At the end of the night, or the beginning of the morning, we’d come back to my house and crash. We slept in a new place whenever we felt like it, working through every comfortable spot in the house: the mattress on the creaky floor in my attic bedroom, the lumpy couch downstairs, the musty futon in an otherwise empty room I’d practically forgotten was there, and occasionally my mom’s king-size, under the red batik bedspread, with the window open and a light breeze drifting in. I liked having Allie in the house with me, and I tried to avoid thinking about what it would be like at the end of June when she left for New York to spend the summer with her dad.

Once in a while, if there were no parties to go to, we’d spend a Saturday night at Allie’s. I always tried to wake up early to drink coffee and read the Sunday Chronicle with Rhonda while Allie slept in. We’d read interesting bits aloud to each other, or debate which movies might be worth seeing, or laugh over a cartoon. And then before I knew it I’d be telling her about how I wanted to go to college on the East Coast, and that I sort of wanted to major in English but I wasn’t sure it was practical enough, and how one day I hoped to travel around the world. Or maybe I’d just talk about the new lipstick I wanted to get, or bitch about some teacher. It didn’t matter what we talked about. It just felt good to have her listen.

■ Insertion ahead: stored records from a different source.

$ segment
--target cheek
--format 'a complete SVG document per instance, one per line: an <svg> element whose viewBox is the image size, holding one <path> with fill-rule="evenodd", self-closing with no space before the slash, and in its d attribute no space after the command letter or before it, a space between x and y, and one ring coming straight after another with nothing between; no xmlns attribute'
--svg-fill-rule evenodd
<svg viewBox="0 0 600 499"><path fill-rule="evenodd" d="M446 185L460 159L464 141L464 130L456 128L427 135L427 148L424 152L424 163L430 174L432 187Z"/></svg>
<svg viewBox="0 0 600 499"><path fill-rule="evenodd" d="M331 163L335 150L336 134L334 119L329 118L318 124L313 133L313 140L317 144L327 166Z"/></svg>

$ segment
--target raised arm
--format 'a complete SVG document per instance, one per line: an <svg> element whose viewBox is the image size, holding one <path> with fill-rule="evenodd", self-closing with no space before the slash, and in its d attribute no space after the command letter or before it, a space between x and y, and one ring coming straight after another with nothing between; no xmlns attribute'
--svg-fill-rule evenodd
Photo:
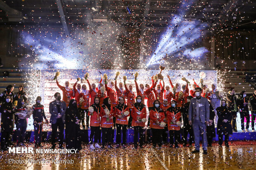
<svg viewBox="0 0 256 170"><path fill-rule="evenodd" d="M64 89L64 88L65 88L65 87L64 87L63 86L61 86L59 84L59 82L58 81L58 80L57 79L56 79L56 83L57 84L57 86L58 86L58 87L59 87L59 88L60 88L62 90L63 89Z"/></svg>

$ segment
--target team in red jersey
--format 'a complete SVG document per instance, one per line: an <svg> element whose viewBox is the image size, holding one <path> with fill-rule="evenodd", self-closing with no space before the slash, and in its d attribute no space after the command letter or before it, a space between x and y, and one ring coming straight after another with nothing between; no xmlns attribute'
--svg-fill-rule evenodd
<svg viewBox="0 0 256 170"><path fill-rule="evenodd" d="M95 84L91 85L89 76L86 76L85 78L89 90L86 90L85 84L81 88L81 84L78 84L78 81L74 84L73 90L69 87L68 82L66 82L65 87L59 86L57 81L62 90L63 100L66 101L66 104L69 100L75 98L77 101L78 109L82 111L81 114L84 112L90 118L90 148L94 149L100 147L98 142L100 142L99 138L100 128L102 132L102 148L104 148L105 145L112 148L113 129L115 128L116 148L121 146L125 148L126 130L131 126L134 130L134 147L137 148L138 142L139 146L142 147L143 140L145 140L143 134L144 128L147 127L147 122L146 134L148 137L151 137L148 139L152 139L154 147L157 144L161 147L163 142L168 142L168 131L170 137L170 147L173 147L174 144L175 147L178 147L183 122L181 113L183 115L185 115L183 113L186 110L183 107L187 103L187 98L190 94L191 98L194 97L194 88L199 87L194 79L193 89L190 91L188 88L189 82L185 79L182 79L186 82L185 84L181 85L176 82L174 86L168 75L167 77L170 86L165 86L163 77L159 77L159 75L152 76L152 84L150 85L147 84L144 86L142 84L138 84L138 74L135 74L134 82L136 91L134 92L133 86L126 84L126 79L124 78L123 84L118 83L119 75L116 75L114 82L109 80L108 81L107 76L105 75L104 79L102 76L97 86ZM201 84L202 86L202 83ZM170 89L170 87L172 88ZM204 92L202 96L208 97L209 93L206 88L204 88ZM81 121L83 122L83 121ZM186 140L186 139L183 140Z"/></svg>

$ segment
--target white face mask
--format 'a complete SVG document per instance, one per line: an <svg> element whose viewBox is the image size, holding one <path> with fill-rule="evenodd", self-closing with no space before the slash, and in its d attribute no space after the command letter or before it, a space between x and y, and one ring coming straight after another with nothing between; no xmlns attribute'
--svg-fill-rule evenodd
<svg viewBox="0 0 256 170"><path fill-rule="evenodd" d="M196 92L196 95L197 97L198 97L200 95L200 92Z"/></svg>

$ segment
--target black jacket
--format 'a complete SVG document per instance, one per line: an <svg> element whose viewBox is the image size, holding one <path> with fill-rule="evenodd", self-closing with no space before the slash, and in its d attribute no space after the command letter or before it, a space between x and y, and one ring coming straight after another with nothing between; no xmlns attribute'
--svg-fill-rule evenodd
<svg viewBox="0 0 256 170"><path fill-rule="evenodd" d="M251 110L256 111L256 95L254 93L250 97Z"/></svg>
<svg viewBox="0 0 256 170"><path fill-rule="evenodd" d="M7 110L11 110L9 113ZM9 102L4 102L0 107L1 112L1 131L11 132L14 128L14 106Z"/></svg>
<svg viewBox="0 0 256 170"><path fill-rule="evenodd" d="M33 105L32 109L34 121L36 121L37 123L39 123L43 121L43 118L45 119L47 119L45 114L43 105L37 102L36 104Z"/></svg>
<svg viewBox="0 0 256 170"><path fill-rule="evenodd" d="M218 117L217 123L217 133L218 135L231 135L232 114L228 107L220 106L216 109ZM223 122L224 119L228 120L227 123Z"/></svg>
<svg viewBox="0 0 256 170"><path fill-rule="evenodd" d="M239 111L249 112L248 104L247 104L245 106L244 106L244 101L246 102L248 102L248 98L247 97L244 98L241 96L237 99L238 106L239 107Z"/></svg>
<svg viewBox="0 0 256 170"><path fill-rule="evenodd" d="M230 110L234 110L235 109L235 102L237 105L237 111L238 111L237 109L237 101L235 95L230 95L229 94L228 94L227 95L227 100L228 100L227 106L228 107L229 107Z"/></svg>

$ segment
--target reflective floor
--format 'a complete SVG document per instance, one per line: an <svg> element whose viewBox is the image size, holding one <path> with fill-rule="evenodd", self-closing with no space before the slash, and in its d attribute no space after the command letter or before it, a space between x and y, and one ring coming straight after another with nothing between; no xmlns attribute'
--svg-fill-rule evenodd
<svg viewBox="0 0 256 170"><path fill-rule="evenodd" d="M254 143L250 145L235 144L228 148L224 146L219 147L216 144L208 148L207 155L204 155L202 150L199 153L191 153L194 147L170 149L168 145L166 145L161 149L153 149L151 144L137 150L133 149L133 145L129 144L125 149L98 149L93 151L90 150L88 145L84 144L79 154L10 154L5 151L0 152L0 169L255 170L256 144ZM45 144L42 148L50 147ZM33 163L28 161L32 159L34 161L48 160L49 162ZM55 161L65 160L66 163L53 162L52 159ZM20 162L21 160L24 162ZM69 161L73 163L68 163Z"/></svg>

Other times we’d hardly talk at all, and I liked that too. Just sitting there, close to her, reading the paper or staring at the painting by the door, the big blue one with a forest of white swirls. Allie’s father had painted it. She said it was the only one her mom had wanted to keep after the divorce. There were a couple of his other paintings in Allie’s room, but I liked the blue one best. I’d follow the swooping lines of all the circles and spirals, tracing their paths, trying to map out every shape and structure. No matter how hard I concentrated, I always reached a point where I couldn’t keep track of which one went where, and I’d have to start over. I knew I’d never be able to finish, but I never got tired of trying.


One Sunday, Allie and I woke up at my house around noon. It was hot out, even though it was only May, and we decided to go swimming up at Strawberry Canyon. We walked over to Allie’s house to get her bathing suit, and as we approached we heard laughter out the window. Not just Rhonda, but a man’s laugh too.

“Who’s that?” I asked.

Allie’s eyes narrowed. “I have no idea.” She unlocked the door, jangling her keys a little louder than necessary. Rhonda was sprawled across the couch in a luxurious pink silk robe. Sitting at the other end, rubbing her feet, was the guy: kind of chubby, with curly dark hair and a weird beard that sort of disappeared into the hair on his neck and chest. Which was bare. The way he was sitting I wasn’t sure what he had on for bottoms, but at least I could tell there was something there.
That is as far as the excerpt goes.